In a step towards making life outside of our planet a real possibility, international architects at Skidmore, Owings & Merrill (SOM) have proposed an entire settlement concept for what they hope will be the first full-time human habitat on the lunar surface.

Debuting a tabletop model of their design at the 17th International Venice Biennale, SOM’s “Moon Village” features a grouping of connected research stations and associated solar power grids.

“The project presents a completely new challenge for the field of architectural design,” said Design Partner Colin Koop in a statement. “The Moon Village must be able to sustain human life in an otherwise uninhabitable setting. We have to consider problems that no one would think about on Earth, like radiation protection, pressure differentials, and how to provide breathable air.”

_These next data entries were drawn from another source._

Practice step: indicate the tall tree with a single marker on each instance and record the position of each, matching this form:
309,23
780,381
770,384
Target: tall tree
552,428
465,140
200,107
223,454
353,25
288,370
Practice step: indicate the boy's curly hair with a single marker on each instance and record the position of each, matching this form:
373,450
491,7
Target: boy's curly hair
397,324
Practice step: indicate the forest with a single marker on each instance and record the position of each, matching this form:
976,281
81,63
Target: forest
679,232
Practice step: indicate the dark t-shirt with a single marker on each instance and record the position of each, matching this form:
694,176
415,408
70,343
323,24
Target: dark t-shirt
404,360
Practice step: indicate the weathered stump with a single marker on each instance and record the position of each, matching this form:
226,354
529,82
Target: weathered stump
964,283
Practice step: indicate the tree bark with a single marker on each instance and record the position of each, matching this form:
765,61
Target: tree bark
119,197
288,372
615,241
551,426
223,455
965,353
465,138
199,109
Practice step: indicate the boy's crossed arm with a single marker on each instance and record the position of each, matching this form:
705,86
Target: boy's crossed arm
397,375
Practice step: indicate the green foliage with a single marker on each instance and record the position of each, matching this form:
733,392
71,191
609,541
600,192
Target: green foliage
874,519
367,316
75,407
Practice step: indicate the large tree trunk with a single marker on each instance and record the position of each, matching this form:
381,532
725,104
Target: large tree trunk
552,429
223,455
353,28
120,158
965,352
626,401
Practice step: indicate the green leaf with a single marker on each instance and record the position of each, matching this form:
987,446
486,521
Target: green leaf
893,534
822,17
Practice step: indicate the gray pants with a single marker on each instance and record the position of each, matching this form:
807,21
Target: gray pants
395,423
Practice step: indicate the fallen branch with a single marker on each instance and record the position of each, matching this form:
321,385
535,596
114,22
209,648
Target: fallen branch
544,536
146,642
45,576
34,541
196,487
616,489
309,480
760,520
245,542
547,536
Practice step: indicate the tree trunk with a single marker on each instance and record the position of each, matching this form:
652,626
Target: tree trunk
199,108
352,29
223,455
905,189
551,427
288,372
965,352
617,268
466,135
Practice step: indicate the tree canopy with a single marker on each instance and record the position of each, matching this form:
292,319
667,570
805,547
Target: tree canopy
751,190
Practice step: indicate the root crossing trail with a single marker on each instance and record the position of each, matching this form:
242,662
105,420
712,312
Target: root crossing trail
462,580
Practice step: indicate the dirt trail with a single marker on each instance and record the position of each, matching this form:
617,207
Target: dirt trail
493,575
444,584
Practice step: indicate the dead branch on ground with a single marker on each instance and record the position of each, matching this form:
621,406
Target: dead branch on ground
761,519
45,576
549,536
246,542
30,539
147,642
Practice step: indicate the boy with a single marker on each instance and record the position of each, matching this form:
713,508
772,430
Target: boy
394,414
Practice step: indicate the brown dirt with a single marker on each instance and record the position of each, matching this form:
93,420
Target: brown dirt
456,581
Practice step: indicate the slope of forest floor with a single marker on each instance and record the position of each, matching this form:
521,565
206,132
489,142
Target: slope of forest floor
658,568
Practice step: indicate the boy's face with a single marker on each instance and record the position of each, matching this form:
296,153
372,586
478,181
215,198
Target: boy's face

Working in partnership with the European Space Agency (ESA) and the Massachusetts Institute of Technology (MIT), SOM designed this moon community to be situated near the lunar South Pole, on the rim of Shackleton Crater, a part of the Moon that receives almost continuous daylight throughout the year. All that light could be channeled for energy storage, enabling the settlement to be self-sufficient.

The site is also close to water-ice deposits in shadowed depressions that could be harvested to produce oxygen for breathing. Additionally, that water could help create rocket propellant for transportation needs, and offer support for the daily industrial functions of the base.

Each research station tower will be three to four stories tall, with room for workspaces, living quarters, life support systems, and environmental control units. In terms of the construction, each tower module will be “a hybrid rigid-soft system, made of two key elements: a rigid composite perimeter frame and an inflatable structural shell that integrates a multi-layer assembly with an environmental protection system.” Each one is crafted to inflate and expand to increase interior volume as future needs dictate. The outer shells, made of open-foam polyurethane and double-aluminized Mylar insulation, will be formulated to resist extreme temperatures, solar radiation, regolith dust, and space projectiles.

The inner support structure will be fashioned from titanium alloy for maximum strength. The rigid-soft system will allow for optimal airflow, unobstructed foot traffic, and large, transparent work spaces.

Life at the Moon Village would consist of scientific research into sustainability and food production as well as into the materials and history of the lunar surface. At some point, the colony could even accommodate space tourism for those looking for a truly exotic holiday.

The members of SOM hope and believe the Moon Village “is an opportunity to explore the Moon in its entirety, to spur research and commercial growth, and to serve as a stepping stone to achieve even greater ambitions: extending the human footprint to Mars and beyond.”

Skidmore, Owings & Merrill LLP has been creating innovative solutions in architecture, interior design, engineering, and urban planning for over 80 years. They have received over 2,000 industry awards and maintain offices around the globe from New York to Hong Kong to Mumbai.